When launched, the script reads the data, then it creates and runs each pipeline saving the results in a tree-like structure which has the current folder as root.

Results analysis

The ade_analysis.py script provides useful summaries and graphs from the results of the experiment. This script accepts as only parameter a result directory already created:

$ ade_analysis.py result-dir

The script produces a set of textual and graphical results. An output example obtained by one of the implemented pipelines is represented below.

broken link broken link

You can reproduce the example above specifying data_source.load('circles') in the configuration file.

Example dataset

An example dataset can be dowloaded here.
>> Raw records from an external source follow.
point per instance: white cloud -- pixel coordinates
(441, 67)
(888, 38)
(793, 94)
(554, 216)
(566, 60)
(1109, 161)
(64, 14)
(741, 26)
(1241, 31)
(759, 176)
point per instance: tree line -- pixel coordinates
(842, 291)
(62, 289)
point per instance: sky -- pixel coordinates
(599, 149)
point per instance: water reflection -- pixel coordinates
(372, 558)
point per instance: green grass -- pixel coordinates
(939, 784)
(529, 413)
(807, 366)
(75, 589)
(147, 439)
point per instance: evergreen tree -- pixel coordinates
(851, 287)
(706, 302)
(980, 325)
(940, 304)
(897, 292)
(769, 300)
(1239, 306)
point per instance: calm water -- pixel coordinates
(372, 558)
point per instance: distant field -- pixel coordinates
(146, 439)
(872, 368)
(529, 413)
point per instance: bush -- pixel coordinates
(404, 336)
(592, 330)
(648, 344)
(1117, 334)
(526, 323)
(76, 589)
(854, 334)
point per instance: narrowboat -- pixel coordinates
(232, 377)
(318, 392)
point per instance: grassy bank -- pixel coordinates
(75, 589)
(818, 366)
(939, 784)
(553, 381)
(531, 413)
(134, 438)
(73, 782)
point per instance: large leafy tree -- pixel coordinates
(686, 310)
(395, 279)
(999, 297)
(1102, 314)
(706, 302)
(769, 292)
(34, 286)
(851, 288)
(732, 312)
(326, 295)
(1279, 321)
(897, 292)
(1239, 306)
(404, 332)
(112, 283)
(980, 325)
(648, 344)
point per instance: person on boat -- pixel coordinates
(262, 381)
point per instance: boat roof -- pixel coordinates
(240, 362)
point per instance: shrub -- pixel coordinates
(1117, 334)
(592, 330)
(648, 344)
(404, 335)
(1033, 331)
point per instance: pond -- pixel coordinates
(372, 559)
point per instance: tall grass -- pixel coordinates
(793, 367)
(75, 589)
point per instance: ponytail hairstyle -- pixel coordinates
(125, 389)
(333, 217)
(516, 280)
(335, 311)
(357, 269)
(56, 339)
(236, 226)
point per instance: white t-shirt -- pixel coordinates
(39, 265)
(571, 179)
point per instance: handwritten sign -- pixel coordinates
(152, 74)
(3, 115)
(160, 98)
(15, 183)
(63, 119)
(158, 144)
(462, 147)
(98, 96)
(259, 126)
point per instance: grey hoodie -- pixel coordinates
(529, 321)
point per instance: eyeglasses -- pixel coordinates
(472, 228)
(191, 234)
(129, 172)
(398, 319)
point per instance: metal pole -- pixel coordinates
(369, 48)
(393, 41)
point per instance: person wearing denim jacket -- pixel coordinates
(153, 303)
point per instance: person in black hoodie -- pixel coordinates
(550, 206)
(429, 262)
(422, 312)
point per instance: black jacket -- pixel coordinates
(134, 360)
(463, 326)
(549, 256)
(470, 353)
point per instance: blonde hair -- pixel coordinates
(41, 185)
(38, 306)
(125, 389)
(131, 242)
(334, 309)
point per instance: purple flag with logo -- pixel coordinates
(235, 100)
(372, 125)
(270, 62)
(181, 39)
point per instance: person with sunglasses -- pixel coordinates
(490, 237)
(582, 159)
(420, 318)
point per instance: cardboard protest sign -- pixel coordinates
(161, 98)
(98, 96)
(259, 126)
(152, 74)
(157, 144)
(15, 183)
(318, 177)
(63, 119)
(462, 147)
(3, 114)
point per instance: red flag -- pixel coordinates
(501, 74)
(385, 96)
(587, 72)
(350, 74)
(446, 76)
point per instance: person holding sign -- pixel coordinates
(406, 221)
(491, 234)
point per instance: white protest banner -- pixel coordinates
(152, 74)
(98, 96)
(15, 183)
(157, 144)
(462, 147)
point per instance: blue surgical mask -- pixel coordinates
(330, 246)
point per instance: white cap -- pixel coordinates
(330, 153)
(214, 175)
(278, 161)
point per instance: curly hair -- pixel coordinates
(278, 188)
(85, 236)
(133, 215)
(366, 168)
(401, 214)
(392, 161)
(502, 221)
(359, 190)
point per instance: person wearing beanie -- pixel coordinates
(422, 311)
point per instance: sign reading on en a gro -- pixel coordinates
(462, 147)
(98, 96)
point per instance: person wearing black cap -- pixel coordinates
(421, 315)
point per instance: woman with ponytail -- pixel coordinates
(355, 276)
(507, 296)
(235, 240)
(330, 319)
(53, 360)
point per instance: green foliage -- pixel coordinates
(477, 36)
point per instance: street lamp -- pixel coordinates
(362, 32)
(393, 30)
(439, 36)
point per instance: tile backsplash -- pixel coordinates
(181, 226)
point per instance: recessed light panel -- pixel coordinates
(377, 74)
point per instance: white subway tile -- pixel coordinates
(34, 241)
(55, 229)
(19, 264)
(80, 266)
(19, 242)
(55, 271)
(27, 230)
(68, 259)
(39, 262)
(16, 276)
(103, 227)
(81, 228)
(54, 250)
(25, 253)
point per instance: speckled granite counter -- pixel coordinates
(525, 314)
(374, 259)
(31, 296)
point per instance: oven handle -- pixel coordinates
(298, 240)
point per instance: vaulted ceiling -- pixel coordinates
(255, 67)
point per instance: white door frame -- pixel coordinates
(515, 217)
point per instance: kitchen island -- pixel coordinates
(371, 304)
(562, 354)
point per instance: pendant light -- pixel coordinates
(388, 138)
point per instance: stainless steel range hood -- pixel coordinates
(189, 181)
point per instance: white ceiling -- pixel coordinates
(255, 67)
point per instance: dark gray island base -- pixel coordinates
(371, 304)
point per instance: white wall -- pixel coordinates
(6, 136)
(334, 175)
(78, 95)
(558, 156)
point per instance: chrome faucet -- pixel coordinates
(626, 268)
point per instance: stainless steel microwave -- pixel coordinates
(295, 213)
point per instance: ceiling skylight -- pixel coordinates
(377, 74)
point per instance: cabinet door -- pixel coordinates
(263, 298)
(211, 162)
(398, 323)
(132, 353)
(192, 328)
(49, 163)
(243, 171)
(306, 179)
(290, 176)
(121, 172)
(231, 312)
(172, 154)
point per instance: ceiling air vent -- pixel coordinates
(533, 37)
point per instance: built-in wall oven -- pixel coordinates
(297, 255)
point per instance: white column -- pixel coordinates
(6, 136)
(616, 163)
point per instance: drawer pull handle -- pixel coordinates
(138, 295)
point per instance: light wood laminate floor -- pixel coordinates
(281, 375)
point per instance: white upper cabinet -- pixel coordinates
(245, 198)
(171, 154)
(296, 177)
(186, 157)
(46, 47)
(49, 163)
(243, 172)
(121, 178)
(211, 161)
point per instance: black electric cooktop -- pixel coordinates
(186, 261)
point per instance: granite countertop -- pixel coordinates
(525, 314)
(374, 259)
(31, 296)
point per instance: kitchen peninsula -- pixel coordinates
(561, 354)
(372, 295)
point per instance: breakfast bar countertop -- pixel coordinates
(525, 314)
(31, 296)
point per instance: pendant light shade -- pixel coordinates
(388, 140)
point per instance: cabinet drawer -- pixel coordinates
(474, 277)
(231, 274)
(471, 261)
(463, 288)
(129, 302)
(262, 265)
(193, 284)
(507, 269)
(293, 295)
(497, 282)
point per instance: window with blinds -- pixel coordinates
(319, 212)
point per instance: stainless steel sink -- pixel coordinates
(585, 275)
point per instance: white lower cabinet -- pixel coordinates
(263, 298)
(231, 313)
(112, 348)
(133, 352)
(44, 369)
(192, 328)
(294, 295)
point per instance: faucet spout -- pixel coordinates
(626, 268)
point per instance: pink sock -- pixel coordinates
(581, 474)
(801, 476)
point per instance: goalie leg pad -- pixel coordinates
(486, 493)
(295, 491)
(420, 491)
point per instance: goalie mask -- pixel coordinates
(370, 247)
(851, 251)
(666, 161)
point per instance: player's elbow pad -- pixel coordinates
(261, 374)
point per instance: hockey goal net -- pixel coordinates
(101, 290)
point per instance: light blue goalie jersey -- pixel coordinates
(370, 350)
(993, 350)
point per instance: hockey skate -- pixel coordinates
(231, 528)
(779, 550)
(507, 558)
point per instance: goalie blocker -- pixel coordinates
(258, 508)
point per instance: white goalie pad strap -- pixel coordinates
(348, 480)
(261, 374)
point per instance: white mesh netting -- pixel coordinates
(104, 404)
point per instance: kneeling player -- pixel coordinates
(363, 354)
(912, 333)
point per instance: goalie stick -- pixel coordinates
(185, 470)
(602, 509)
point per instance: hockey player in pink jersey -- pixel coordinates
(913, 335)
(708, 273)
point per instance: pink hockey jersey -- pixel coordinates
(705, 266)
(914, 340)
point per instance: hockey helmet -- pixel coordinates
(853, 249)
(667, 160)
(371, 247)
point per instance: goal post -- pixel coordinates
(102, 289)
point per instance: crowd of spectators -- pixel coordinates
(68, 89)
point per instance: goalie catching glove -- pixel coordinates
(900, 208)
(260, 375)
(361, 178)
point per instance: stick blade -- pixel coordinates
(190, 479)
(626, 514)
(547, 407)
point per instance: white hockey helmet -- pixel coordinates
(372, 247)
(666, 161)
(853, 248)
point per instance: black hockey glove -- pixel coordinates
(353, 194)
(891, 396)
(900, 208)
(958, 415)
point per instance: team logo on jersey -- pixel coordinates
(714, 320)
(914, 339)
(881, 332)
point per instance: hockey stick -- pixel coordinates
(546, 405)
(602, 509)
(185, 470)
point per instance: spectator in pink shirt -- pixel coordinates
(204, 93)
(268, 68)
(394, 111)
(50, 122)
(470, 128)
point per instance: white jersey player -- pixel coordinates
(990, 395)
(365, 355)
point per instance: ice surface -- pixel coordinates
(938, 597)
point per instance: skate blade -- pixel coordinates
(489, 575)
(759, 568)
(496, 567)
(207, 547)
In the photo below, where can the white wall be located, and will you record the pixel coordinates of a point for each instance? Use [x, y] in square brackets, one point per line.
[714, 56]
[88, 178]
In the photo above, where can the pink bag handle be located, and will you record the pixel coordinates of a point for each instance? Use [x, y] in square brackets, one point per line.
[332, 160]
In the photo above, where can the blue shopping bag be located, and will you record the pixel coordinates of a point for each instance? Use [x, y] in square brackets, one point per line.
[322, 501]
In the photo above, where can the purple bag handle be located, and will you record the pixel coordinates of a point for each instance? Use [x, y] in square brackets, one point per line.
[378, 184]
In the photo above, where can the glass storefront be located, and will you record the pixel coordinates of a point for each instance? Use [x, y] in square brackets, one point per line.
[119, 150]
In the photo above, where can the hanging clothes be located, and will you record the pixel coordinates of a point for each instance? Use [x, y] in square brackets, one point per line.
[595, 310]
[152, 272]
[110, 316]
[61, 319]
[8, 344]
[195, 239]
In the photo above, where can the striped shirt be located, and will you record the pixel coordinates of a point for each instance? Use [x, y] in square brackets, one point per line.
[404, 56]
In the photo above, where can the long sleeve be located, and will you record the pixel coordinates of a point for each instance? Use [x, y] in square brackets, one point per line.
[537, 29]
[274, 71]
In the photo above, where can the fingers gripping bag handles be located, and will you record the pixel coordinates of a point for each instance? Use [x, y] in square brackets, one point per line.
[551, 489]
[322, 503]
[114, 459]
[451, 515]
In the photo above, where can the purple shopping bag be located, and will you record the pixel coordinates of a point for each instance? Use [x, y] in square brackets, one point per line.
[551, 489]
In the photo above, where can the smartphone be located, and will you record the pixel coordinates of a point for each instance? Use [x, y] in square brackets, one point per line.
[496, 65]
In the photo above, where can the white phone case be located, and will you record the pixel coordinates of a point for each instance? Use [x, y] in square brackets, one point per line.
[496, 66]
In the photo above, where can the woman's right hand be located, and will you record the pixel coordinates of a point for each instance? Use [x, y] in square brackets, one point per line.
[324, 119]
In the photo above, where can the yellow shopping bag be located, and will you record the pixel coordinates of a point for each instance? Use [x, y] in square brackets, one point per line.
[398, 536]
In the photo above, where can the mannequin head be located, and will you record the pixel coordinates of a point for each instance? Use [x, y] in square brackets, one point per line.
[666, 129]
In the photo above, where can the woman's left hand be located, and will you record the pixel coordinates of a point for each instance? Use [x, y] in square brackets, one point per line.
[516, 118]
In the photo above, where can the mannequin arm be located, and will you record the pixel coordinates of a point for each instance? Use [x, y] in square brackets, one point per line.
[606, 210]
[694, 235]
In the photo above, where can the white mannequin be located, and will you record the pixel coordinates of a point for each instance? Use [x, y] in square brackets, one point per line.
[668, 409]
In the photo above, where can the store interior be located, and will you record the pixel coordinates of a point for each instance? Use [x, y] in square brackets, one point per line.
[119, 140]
The dataset is a random extraction of 801 samples (with dimension 20531) measuring RNA-Seq gene expression of patients affected by 5 different types of tumor: breast invasive carcinoma (BRCA), kidney renal clear cell carcinoma (KIRC), colon (COAD), lung (LUAD) and prostate adenocarcinoma (PRAD). The full dataset is maintained by The Cancer Genome Atlas Pan-Cancer Project [1] and we refer to the original repository for furher details.

Reference

[1] Weinstein, John N., et al. “The cancer genome atlas pan-cancer analysis project.” Nature genetics 45.10 (2013): 1113-1120.